Research by Amy Wrzesniewski at Yale Business School identifies three primary framings through which people relate to their work:
Most people assume the “calling” frame is the only legitimate source of professional meaning. Wrzesniewski’s research shows that people in all three frames can find satisfaction, and that the frame is not fixed — the same job can be experienced as all three, depending on how the person relates to it. (Wrzesniewski, A. et al. (1997). Jobs, careers, and callings: People’s relations to their work. Journal of Research in Personality, 31(1), 21-33.)
The practical implication: you do not need to change your job to change your relationship to it.
The most practical tool available for people in meaningless-feeling work is job crafting — the process of proactively reshaping your role to align better with your strengths, values, and interests.
Wrzesniewski and Jane Dutton developed the job crafting framework in a 2001 paper that documented how people in routine, unglamorous work — hospital cleaners, for instance — created meaningful experiences by reframing their role (seeing themselves as integral to patient healing rather than maintenance staff), expanding their task scope voluntarily (taking on interactions with patients beyond their job description), and investing in relationships with colleagues and patients. (Wrzesniewski, A., & Dutton, J.E. (2001). Crafting a job: Revisioning employees as active crafters of their work. Academy of Management Review, 26(2), 179-201.)
Job crafting operates along three dimensions:
None of these require your employer’s permission or a job change. They are available now.
There is a consistent relationship between mastery and meaning. Work that you are genuinely good at tends to feel more meaningful than work where you are struggling or stagnant. This suggests a specific lever: if your work feels meaningless, investing in developing genuine skill at it — going from adequate to excellent — often changes how it feels.
This is uncomfortable as advice because it sounds like “work harder at the thing that is already dispiriting.” The mechanism is more specific than that: deliberate skill development produces mastery experiences, which build self-efficacy, which changes the subjective experience of the work. The sequence requires patience. It is real.
A reframe that some professionals find useful: rather than asking “is this work meaningful?” ask “what is the smallest genuinely meaningful contribution I can make in this role today?”
The question is always answerable. There is almost always someone for whom your work today makes some real difference, some problem that your presence resolves that would otherwise persist, some connection you can make that is genuinely useful.
This is not the same as pretending work is meaningful when it is not. It is locating the specific points where meaning genuinely exists, rather than declaring their absence because the overall experience is frustrating.

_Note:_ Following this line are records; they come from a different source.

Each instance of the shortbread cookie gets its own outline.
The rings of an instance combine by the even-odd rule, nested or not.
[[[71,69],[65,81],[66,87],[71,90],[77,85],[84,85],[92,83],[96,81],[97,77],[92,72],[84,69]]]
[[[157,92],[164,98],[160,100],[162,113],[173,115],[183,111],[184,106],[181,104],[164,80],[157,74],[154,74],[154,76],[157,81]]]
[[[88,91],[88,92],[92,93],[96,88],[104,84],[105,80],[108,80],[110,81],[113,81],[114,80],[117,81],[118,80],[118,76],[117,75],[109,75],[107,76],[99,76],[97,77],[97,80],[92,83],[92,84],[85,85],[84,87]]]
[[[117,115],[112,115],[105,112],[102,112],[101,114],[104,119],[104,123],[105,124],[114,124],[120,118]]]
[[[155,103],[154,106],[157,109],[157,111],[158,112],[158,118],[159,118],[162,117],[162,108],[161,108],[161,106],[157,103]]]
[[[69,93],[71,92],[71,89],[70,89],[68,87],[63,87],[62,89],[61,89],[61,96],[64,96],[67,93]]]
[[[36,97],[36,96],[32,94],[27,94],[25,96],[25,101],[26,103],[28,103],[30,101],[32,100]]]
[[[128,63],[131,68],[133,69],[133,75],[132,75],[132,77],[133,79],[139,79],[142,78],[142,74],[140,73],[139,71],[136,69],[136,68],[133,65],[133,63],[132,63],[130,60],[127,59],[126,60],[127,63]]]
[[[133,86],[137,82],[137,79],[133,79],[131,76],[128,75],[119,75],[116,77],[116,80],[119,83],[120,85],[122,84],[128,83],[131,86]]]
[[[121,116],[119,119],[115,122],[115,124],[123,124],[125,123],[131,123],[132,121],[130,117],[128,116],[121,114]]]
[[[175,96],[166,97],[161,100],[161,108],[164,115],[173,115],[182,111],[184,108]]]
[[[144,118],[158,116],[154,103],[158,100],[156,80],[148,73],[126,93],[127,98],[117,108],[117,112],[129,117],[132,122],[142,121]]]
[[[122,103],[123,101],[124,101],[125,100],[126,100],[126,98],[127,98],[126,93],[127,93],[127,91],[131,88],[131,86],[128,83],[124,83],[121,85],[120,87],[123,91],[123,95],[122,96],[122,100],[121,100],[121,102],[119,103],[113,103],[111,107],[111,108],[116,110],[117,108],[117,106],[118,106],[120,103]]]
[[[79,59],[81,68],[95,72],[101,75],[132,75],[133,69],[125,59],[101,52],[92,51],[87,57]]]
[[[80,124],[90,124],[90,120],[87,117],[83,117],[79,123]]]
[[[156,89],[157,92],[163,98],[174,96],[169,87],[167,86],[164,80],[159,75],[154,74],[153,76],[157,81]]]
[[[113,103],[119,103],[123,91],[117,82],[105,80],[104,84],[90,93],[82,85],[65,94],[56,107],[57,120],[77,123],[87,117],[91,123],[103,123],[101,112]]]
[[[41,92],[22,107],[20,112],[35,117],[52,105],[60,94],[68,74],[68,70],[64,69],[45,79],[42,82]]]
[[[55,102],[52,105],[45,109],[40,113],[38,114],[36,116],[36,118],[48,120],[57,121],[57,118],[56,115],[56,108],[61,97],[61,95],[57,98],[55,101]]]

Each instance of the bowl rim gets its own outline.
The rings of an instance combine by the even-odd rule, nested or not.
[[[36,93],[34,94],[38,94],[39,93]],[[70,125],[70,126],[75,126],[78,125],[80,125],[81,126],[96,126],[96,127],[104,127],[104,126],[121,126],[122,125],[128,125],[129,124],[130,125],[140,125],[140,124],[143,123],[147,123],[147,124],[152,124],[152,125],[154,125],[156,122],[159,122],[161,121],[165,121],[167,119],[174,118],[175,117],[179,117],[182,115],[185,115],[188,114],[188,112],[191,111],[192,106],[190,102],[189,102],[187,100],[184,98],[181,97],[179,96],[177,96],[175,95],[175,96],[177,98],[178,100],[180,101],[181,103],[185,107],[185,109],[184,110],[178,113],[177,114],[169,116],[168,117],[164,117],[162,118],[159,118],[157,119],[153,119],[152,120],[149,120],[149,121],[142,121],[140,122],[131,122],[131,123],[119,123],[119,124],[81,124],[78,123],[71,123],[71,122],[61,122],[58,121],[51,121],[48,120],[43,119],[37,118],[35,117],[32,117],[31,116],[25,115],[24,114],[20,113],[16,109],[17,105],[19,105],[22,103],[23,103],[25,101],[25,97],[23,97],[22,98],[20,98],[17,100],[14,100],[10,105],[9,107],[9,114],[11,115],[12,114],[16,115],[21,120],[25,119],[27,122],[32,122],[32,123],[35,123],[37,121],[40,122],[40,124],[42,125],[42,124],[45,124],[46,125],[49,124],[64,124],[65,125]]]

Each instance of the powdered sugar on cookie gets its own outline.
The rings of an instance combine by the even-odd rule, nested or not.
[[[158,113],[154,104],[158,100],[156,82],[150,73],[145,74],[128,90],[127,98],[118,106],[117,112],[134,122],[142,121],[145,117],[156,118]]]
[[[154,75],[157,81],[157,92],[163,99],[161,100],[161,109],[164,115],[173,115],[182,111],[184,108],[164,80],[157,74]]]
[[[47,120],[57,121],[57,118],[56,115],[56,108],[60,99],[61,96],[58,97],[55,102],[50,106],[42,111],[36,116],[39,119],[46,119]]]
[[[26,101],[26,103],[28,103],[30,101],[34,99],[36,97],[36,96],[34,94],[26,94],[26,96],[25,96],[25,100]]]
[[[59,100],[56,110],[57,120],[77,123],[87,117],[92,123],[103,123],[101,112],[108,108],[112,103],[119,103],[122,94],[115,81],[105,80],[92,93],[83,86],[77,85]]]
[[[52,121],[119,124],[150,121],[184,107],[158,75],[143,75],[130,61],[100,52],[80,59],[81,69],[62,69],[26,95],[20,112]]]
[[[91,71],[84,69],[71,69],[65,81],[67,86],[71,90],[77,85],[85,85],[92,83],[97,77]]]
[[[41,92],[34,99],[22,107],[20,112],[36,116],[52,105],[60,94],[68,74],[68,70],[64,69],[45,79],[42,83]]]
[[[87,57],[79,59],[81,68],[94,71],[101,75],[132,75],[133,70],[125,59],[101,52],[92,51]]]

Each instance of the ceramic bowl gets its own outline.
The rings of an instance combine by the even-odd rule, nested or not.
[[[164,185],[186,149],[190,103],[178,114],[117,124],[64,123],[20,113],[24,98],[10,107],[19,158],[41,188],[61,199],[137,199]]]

Building a more meaningful professional life — whether by transforming your relationship to current work or building toward work that engages you more deeply — requires frameworks and resources. Dream Institute Worldwide’s books include resources on professional purpose, career design, and the development of meaningful work that are grounded in research rather than inspiration. Start there before you start over.
Meaning in work is more often built than discovered. The professionals who experience their work as meaningful have often crafted that experience deliberately — through job crafting, relational investment, skill development, and cognitive reframing — rather than waiting for the right role to provide it spontaneously. The “follow your passion” framework fails most people. The research-based alternative is more practical: invest in the work you have, develop genuine competence in it, craft its boundaries to align with what engages you, and build the relationships that make it human. Meaning often follows.